Creator: George Alec Effinger
George Alec Effinger (1947-2002) was an American Science-Fiction writer who lived in New Orleans, a city that influenced his work, especially his best-known work, the Marid Audran series (starting with When Gravity Fails), which featured New Orleans' famous French Quarter transplanted to a futuristic Middle-East and renamed "the Budayeen".His first published novel, What Entropy Means to Me, was nominated for a Nebula Award. He went on to write a wide variety of SF, from the comic fantasy Maureen Birnbaum, Barbarian Swordsperson stories to the dark The Wolves of Memory (a novel based on his personal, long-running battle with ill health).
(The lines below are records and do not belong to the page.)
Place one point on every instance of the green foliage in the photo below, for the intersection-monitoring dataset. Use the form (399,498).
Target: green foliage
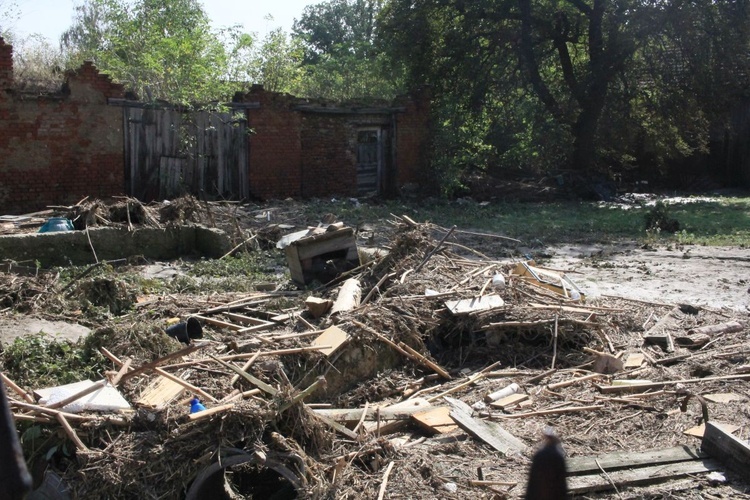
(659,219)
(40,360)
(277,63)
(9,14)
(342,60)
(162,49)
(37,65)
He wrote an entire collection of short-stories about the future of sports, called Idle Pleasures, and The Zork Chonicles, a novel based on the early video-game, Zork. He collaborated with Jack Chalker and Mike Resnick on The Red Tape War, and his novelette "Schroedinger's Kitten" won the Hugo, Nebula, and Seiun Awards.
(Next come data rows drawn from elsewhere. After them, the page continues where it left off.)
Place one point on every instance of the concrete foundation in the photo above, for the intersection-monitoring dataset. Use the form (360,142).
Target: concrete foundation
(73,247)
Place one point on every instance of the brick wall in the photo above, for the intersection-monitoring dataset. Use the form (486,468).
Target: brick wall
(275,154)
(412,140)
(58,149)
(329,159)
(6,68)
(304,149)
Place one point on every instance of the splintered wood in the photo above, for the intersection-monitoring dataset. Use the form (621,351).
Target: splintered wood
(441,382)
Works with a page on this wiki:
- "The Great God Quay: The Tale of Barada and the Weequays"
- Marid Audran series (When Gravity Fails, Fire in the Sun, and The Exile Kiss)
- The Red Tape War (with Jack Chalker and Mike Resnick)
- The Wolves of Memory
Other works include:
- Maureen Birnbaum, Barbarian Swordsperson
- The Nick of Time series (The Nick of Time and The Bird of Time)
- Nightmare Blue (with Gardner Dozois)
- What Entropy Means to Me
- The Zork Chronicles
Tropes in his other works:
- Namedar: Lampshaded in Maureen Birnbaum, Barbarian Swordsperson, which posits (in a narrated aside) that the Japanese government keeps a list of names to apply to new kaiju, as they turn up, just like weather bureaus keep for hurricanes.
- We Come in Peace — Shoot to Kill: Skewered in the 1984 short story, "The Aliens Who Knew, I Mean, Everything": the aliens who visit, called the Nuhp, really do come in peace, and really are willing and able to help solve at least some of Earth's problems. Unfortunately, they're also such an annoying bunch of know-it-alls, that their presence gradually becomes more curse than blessing. Eventually, humanity leaves Earth in droves to get away from the Nuhp... and the resultant population reduction solves the rest of Earth's problems by default. Turns out this happens on every planet the Nuhp visit, and space is filled with species that left their homeworlds to get away from them.